Трудно согласиться с тезисом В.С. Меськова и А.А. Мамченко, будто с построением информационного социума происходит переход от материальных вещей и ценностей потребительского общества к жизни в культуре виртуальных смыслов когнитивного общества [10]. Во-первых, человек как существо прежде всего биологическое (а значит, материальное) не может оторваться от физических условий бытия и полностью трансцендироваться в виртуальную среду, равно как и общественное производство в своем базисе даже в условиях информационного общества имеет материальный (индустриальный) субстрат. Тотального, безвозвратного перехода от материальности к виртуальности не наблюдается и наблюдаться не может в силу самой природы человека и общества.

Во-вторых, формирование информационного общества вовсе не отменяет консьюмеризма, так как консьюмеризм и информационность не являются взаимоисключающими понятиями. Когнитивность в широком смысле, как стремление к интеллектуальному развитию, не составляет базовую ценностную ориентацию общества потребления, аксиосфера которого, напротив, сводится в основном к вещизму, который предполагает подчеркивание собственного статуса посредством обладания дорогими и брендовыми вещами. Консьюмеризм в принципе антикогнитивен. И поэтому неясно, как построение информационного общества внезапно создаст устойчивый базис для усиления познавательной активности. Тем более что по мере информатизации и виртуализации социальных условий потребительские тенденции продолжают нарастать. Реклама заполонила интернет, возникают новые – информационно-технологические – возможности презентации товаров, связанных с ними статусов и идентичностей. И производители этим пользуются, стараясь превратить виртуальную гиперреальность в гиперреальность рекламную.

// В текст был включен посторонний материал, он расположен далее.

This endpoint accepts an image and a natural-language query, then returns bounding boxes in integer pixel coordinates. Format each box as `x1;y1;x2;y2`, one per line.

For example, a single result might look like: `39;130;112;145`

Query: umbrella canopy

В-третьих, информатизация способствует упрочению феномена «информационного поверхностного потребления», или «скользящего консьюмеризма». Чем с большим массивом сведений и псевдосведений сталкивается человек, чем больше информации и псевдоинформации он потребляет, тем труднее ему вникать в суть и содержательное богатство каждого отдельно взятого информационного элемента. Происходит поверхностный охват масштабного мегаконтента без когнитивного углубления в него (приоритет количества над качеством). Условиям информационного дефицита соответствует стремление к глубокому осознанию поступающих сведений. Напротив, в условиях информационного профицита наблюдается тенденция скольжения по поверхности, когда охватывая многое, человек ничего не осмысливает по-настоящему глубоко. Мир стал слишком сложным, а возможности человеческой психики по способности анализировать и осмысливать получаемые сведения остались прежними. Объем сведений довлеет над возможностью их адекватно обрабатывать, и это создает проблему: сложность мира не соответствует сложности психики отдельной личности. Возрастает необходимость делать выбор на основе разнообразной (в том числе недостоверной) информации, и этот выбор расширяется благодаря расширению информационного поля. Казалось бы, что может быть лучше, чем широкий выбор? Но без четких критериев оценки возникает неуверенность и психологическая напряженность, особенно в ситуации, когда выбор сопряжен с серьезной ответственностью.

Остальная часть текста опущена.